Die gewerbliche Wirtschaft beschäftigt in Tirol rund 100.000 Menschen. Sowohl die Industrie als auch das Gewerbe konnten in diesem Jahr im allgemeinen den Produktionswert halten, wenn auch in manchen Betrieben infolge des verminderten Exports bereits Produktionseinschränkungen notwendig wurden. Hier werden also in den kommenden Jahren noch heikle Probleme zu lösen sein, und es ist nur zu hoffen, daß die Anpassung an die Europäische Wirtschaftsgemeinschaft gelingt, sei es in Form einer Assoziierung oder auf andere Weise, und der. Produktionsumfang gehalten und wenn möglich gesteigert werden kann. Die jährliche Export-; leistung der Tiroler Industrie liegt bei einer Milliarde Schilling, die des Gewerbes bei 70 Millionen Schilling. Vergleichsweise möchte ich festhalten, daß der Fremdenverkehr schon im vergangenen Jahr einen Devisenertrag von rund drei Milliarden Schilling aufgewiesen hat und daß das diesjährige Ergebnis noch höher liegen wird.

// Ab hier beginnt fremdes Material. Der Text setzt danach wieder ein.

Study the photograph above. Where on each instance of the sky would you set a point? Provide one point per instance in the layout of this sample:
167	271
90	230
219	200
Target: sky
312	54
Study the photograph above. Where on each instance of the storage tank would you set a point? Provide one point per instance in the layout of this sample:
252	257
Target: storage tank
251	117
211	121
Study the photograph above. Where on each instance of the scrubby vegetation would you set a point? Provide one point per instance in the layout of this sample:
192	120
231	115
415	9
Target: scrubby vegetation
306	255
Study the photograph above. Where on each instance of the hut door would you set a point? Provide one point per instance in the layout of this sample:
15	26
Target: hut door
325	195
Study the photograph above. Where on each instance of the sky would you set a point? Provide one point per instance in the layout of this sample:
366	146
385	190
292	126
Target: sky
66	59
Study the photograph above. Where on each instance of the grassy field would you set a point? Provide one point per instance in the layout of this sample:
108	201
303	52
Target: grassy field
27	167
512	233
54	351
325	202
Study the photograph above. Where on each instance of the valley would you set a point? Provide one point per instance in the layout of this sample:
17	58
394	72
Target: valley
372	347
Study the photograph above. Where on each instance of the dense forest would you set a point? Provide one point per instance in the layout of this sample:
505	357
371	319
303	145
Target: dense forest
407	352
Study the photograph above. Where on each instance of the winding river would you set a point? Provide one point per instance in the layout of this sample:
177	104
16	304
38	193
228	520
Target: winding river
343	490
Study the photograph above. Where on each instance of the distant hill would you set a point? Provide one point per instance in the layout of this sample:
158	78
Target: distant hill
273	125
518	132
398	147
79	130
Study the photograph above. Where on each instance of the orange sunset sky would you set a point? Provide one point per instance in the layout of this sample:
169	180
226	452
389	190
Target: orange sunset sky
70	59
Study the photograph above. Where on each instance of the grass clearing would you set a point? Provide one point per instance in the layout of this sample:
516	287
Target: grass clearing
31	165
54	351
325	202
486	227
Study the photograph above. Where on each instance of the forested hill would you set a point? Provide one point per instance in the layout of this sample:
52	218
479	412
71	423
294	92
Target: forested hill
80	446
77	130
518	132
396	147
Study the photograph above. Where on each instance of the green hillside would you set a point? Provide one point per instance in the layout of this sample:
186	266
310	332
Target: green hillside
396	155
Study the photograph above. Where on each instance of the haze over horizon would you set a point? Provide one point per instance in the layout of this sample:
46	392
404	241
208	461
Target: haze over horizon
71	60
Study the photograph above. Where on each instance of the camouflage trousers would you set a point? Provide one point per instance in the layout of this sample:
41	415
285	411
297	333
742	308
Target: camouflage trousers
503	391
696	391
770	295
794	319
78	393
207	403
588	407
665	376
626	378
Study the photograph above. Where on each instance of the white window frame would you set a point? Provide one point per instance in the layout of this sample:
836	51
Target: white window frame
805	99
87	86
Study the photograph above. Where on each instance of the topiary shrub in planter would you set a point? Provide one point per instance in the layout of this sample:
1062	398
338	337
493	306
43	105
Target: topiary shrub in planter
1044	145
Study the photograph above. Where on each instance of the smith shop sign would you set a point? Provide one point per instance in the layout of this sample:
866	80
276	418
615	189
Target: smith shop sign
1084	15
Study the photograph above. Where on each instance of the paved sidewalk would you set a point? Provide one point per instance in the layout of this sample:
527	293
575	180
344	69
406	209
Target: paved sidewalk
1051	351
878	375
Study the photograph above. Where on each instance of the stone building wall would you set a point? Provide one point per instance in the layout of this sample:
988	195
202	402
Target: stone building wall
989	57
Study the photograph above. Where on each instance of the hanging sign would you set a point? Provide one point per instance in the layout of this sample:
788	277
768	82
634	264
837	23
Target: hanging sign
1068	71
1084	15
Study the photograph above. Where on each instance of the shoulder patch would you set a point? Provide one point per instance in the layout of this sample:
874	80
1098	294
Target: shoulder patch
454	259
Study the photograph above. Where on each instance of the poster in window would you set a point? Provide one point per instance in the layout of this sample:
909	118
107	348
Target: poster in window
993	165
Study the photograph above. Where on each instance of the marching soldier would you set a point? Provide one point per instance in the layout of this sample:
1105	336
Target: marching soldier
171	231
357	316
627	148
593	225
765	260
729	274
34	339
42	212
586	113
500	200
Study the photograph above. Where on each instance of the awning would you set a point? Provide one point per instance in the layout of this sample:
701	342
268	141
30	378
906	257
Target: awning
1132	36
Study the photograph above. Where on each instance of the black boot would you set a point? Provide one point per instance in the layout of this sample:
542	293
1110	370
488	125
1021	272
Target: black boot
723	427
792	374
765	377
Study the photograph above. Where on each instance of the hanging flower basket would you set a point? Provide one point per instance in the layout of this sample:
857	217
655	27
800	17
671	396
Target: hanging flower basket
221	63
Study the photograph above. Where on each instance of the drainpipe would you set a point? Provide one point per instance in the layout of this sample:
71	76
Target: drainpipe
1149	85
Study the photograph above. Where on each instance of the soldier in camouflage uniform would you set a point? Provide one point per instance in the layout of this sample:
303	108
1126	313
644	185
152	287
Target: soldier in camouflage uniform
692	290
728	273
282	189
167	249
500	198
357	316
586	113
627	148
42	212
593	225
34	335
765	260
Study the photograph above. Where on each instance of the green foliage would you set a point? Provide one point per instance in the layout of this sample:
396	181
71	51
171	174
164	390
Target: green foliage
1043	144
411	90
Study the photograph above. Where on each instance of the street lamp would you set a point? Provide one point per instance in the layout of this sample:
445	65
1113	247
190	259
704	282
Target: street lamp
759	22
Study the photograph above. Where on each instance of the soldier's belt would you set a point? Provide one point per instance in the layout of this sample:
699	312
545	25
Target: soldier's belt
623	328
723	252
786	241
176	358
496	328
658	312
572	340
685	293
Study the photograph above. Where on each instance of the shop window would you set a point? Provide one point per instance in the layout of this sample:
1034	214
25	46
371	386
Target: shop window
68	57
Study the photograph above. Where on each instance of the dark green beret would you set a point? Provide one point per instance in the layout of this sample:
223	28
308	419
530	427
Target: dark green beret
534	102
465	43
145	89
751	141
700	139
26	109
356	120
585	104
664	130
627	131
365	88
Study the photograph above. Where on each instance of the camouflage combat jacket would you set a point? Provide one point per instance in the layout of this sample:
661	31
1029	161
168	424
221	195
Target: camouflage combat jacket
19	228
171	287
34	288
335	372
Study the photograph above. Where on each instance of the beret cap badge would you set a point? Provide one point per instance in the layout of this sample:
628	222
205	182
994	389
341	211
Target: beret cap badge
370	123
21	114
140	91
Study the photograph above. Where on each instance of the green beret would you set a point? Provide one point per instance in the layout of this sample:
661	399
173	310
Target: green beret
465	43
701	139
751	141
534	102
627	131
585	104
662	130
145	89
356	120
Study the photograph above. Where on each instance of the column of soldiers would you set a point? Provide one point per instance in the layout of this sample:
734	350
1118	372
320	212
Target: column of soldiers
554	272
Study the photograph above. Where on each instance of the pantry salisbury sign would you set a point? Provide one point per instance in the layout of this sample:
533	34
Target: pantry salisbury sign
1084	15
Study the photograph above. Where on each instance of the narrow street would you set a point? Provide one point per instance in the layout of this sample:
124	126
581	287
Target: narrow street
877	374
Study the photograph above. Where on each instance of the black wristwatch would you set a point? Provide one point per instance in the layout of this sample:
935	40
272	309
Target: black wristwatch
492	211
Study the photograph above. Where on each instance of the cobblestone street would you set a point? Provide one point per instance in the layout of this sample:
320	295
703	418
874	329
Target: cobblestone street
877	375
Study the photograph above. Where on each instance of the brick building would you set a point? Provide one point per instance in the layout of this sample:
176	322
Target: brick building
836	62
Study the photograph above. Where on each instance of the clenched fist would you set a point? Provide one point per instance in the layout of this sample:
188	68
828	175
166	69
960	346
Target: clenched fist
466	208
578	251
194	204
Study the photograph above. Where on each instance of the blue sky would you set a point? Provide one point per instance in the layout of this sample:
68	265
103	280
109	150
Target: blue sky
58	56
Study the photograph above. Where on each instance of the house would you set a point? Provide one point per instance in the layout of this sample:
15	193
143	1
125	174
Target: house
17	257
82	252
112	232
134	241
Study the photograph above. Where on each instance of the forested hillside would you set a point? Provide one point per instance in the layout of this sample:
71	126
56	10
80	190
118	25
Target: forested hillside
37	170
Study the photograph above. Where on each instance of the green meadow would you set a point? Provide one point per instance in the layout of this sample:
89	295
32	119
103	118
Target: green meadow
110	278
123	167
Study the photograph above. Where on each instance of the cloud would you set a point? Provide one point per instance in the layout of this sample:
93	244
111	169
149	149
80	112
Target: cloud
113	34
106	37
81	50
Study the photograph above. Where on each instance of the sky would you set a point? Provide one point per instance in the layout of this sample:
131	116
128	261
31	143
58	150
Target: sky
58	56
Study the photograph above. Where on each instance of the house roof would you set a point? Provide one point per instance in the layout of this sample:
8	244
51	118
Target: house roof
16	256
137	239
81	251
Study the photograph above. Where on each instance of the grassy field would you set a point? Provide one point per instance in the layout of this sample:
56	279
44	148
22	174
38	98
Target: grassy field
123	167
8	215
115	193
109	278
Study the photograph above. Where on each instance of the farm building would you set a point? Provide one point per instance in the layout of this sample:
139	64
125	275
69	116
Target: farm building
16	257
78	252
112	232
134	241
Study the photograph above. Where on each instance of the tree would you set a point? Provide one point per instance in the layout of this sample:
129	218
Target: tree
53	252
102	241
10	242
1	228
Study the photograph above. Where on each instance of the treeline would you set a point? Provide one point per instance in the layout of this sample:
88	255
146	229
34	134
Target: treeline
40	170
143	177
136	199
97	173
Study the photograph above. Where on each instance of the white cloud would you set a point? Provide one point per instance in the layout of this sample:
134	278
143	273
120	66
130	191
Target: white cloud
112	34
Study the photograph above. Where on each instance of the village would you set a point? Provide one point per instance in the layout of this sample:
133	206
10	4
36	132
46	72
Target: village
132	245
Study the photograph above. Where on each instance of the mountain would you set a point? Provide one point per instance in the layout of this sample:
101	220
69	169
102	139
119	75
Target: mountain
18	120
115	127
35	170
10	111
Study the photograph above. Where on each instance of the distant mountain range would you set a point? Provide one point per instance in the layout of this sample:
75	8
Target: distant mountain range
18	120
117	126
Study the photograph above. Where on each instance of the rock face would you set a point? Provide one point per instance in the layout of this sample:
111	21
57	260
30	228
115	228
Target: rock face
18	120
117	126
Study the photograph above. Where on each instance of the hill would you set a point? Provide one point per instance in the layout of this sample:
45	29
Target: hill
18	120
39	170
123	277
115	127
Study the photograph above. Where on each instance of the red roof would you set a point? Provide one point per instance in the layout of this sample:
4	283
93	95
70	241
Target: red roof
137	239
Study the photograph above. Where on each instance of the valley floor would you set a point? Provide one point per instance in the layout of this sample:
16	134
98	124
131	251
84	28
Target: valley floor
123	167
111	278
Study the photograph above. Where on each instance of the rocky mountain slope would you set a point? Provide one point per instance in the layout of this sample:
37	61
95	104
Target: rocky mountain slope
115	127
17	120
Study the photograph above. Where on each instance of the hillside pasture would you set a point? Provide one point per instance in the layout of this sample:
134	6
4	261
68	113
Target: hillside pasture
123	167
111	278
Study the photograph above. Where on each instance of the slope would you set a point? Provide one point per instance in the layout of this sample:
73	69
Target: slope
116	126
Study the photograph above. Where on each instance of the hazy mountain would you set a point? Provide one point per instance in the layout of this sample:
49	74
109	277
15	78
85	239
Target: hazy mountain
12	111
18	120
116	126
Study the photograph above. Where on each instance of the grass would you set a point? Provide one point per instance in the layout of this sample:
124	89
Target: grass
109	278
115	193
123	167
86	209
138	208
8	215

Die Grundsteinlegung der Felbertauernstraße am 26. März war der große Tag für Osttirol. Die wintersicheren Alpenübergänge Brenner und Katschberg sind ungefähr 156 Kilometer voneinander entfernt. Dieser lange Teil des Alpenhauptkammes wird nun in der Mitte durchstoßen werden. Dies bedeutet die so notwendige bessere Straßenverbindung zwischen Osttirol und der Landeshauptstadt Innsbruck wie auch eine Verbesserung der Zufahrtsmöglichkeiten zu den Kärntner Seen und eine Hebung des Wertes der Straßen über den Gerlospaß und den Paß Thum.

Der Schritt ins kommende Jahr steht im Zeichen der bevorstehenden Feierlichkeiten aus Anlaß der 600jährigen Zugehörigkeit Tirols zu

Österreich. Das Gesicht der Landeshauptstadt Innsbruck allerdings wird in diesen Jahren vor allem durch die bevorstehenden IX. Olympischen Winterspiele 1964 geprägt. Zahlreiche Bauten von bleibendem Wert werden entstehen. Es ist nur zu wünschen, daß nach der Zeit einer geradezu hektischen Bautätigkeit diese nicht zu plötzlich und zu radikal eingeschränkt wird. Das Land Tirol erwartet das kommende Jahr jedenfalls mit größter Zuversicht.